Reputation: 22440
I've written a script in python using scrapy
to parse some information from a webpage. The data available in that webpage traverse through pagination. If I go for using response.follow()
then I can get it done. However, I would like to follow the logic I implemented in requests
with BeautifulSoup
within scrapy
but can't find any idea.
Using requests
along with BeautifulSoup
I could come up with this which is doing just fine:
import requests
from bs4 import BeautifulSoup
page = 0
URL = 'http://esencjablog.pl/page/{}/'
while True:
page+=1
res = requests.get(URL.format(page))
soup = BeautifulSoup(res.text,'lxml')
items = soup.select('.post_more a.qbutton')
if len(items)<=1:break
for a in items:
print(a.get("href"))
I would like to do the same using scrapy
following the logic I applied above but every time I try to perform it, I end up doing something like below:
class PaginationTestSpider(scrapy.Spider):
name = 'pagination'
start_urls = ['http://esencjablog.pl/page/{}/'.format(page) for page in range(1,63)] #I used 63 here because the highest page number is 62
def parse(self, response):
for link in response.css('.post_more a.qbutton'):
yield{"link":link.css('::attr(href)').extract_first()}
Once again: my question is If I wish to do the way in scrapy
what I already tried with requests
and BeautifulSoup
when the last page number is unknown then how would the structure be?
Upvotes: 0
Views: 785
Reputation: 146510
In that case you can't take advantage of parallel downloads, but since you want to simulate the same thing in Scrapy this can be achieved in different ways
Approach 1 - Yield page using page numbers
class PaginationTestSpider(scrapy.Spider):
name = 'pagination'
# Start with page #1
start_urls = ['http://esencjablog.pl/page/1/']
def parse(self, response):
# we commnicate the page numbers using request meta
# this is not mandatory as we can extract the same data from
# the response.url also.
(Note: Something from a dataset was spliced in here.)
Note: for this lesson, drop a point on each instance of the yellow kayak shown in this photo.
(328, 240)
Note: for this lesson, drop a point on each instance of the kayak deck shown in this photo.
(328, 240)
But I prefer using meta here
page_no = response.meta.get('page', 1) + 1
items = response.css('.post_more a.qbutton')
for link in items:
yield{"link":link.css('::attr(href)').extract_first()}
if items:
# if items were found we move to the next page
yield Request("http://esencjablog.pl/page/{}".format(page_no), meta={"page": page_no}, callback=self.parse)
The ideal way would usually be that if you can find the last page count from the first request then you will extract that number and fire all the request in one in first parse
call. But that would only work if it is possible to know the last page number
Approach 2 - Yield next page using object
class PaginationTestSpider(scrapy.Spider):
name = 'pagination'
# Start with page #1
start_urls = ['http://esencjablog.pl/page/1/']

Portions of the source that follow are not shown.